Australia is reportedly about to sign a refugee resettlement deal with the United States that would see the closure of its much-criticized offshore immigration detainee centers on Manus Island and Nauru.

Any deal would take place prior to U.S. presidential election winner Donald Trump taking office.

Trump called for "a total and complete shutdown of Muslims entering the United States" during his election campaign, and many of those in the centers are Muslim.

The Australian newspaper reported Friday that an agreement with the U.S. could be announced within days.

Immigration Minister Peter Dutton has refused to be drawn on specifics, but earlier this week he stated that he is in "sensitive discussions with a number of countries" to relocate refugees from Manus and Nauru in a third country.

On Tuesday, the ABC reported that Dutton will soon be releasing more details on a deal.

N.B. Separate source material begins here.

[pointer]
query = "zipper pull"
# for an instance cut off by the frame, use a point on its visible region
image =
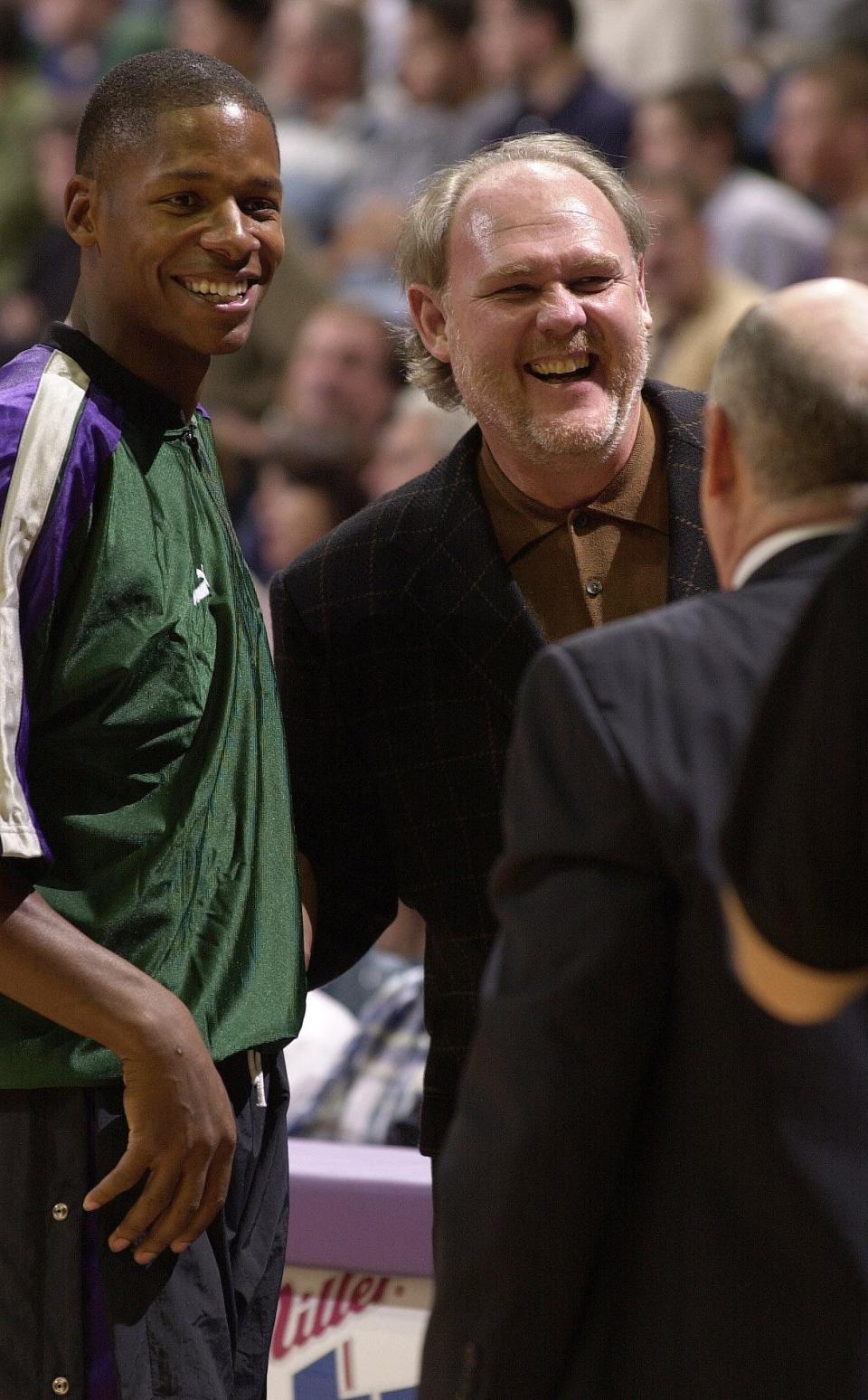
(189, 437)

The Australian reported that an announcement from President Barack Obama's administration is expected within days, possibly over the weekend,

According to The Australian, the deal would see the transfer of up to 1800 detainees currently held on Manus Island and Nauru (many of whom have been detained by Australia for up two years) to the U.S. before Trump's presidency begins

The Green party's immigration spokesperson expressed concern Friday that the Trump could "rip up" any resettlement agreement put in place.

"Reports of a deal with the U.S. lack any detail whatsoever, but the idea of sending Muslim refugees to Donald Trump's U.S. raises some concerns," Senator Nick McKim said in a statement.

"We also have no idea what would happen to people detained in the camps who have not been found to be genuine refugees.

"We need more detail from the government, but the safest and most durable solution is to bring every single person currently detained in camps on Manus Island and Nauru here to Australia."

On Thursday an amendment to migrant legislation proposed by the government that would place a lifetime ban on adult asylum-seekers who come to Australia by boat ever setting foot in the country passed the House of Representatives (the Lower House).

The amendment, which has been referred to as "cruel" and "inhumane", now has to pass the Upper House -- the Senate -- before it becomes law.

The federal opposition party, Labor, will oppose it, but cross benches may push it through when it is put before the Senate on November 22.

Dutton has stated that he wants the legislation passed before he names the country or countries prepared to resettle Australia's asylum seekers.

He maintains that the law is necessary for the government to keep its promise that no asylum seeker who comes to Australia by boat will ever be allowed to live in Australia.

Australia has not resettled any refugee who have arrived by boat since July 19, 2013.